In an article in magazine Vrij Nederland, Van Middelkoop is reported as saying that after the two-day military check-up, ‘I realised this was not for me. It would make me extremely unhappy’.
The minister, from the orthodox Christian party ChristenUnie, was able to delay his compulsory stint in the armed forces because ‘he could not be missed’ as parliamentary worker for the CU’s predecessor, the GPV. People over the age of 30 were exempt from military service, which was abolished in the Netherlands in 1996.
A spokesman for the minister told the Volkskrant that Van Middelkoop did not deliberately try to avoid military service but was simply happy that he could do his ‘dream job’ with the GPV.
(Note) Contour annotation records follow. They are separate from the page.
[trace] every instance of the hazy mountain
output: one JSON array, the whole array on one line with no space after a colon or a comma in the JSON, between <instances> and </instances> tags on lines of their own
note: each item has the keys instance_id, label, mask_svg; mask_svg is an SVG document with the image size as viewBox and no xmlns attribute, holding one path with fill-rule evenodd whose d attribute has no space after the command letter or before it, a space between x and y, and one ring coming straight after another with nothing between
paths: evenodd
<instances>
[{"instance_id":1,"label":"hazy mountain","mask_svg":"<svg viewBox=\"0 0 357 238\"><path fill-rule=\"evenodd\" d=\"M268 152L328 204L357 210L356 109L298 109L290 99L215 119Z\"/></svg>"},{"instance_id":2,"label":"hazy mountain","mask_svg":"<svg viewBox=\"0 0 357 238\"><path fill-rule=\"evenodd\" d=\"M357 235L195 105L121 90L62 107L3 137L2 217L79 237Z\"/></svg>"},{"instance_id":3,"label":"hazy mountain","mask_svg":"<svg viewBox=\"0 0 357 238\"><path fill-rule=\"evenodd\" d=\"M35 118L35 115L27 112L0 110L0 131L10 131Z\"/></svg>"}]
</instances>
The opposition right-wing Liberal party VVD has written to prime minister Jan Peter Balkenende urging him to explain how Van Middelkoop can function as defence minister. Socialist Party MPs said the comments were ‘extremely bad’ at a time when the armed forces have an acute personnel shortage.
‘This proves that the wrong man is in the wrong place at the wrong time,’ Wim van den Burg, chairman of the AFMP military union said in the Telegraaf.
But the CU’s main coalition partners said there was no reason to question Van Middelkoop’s ability to do the job.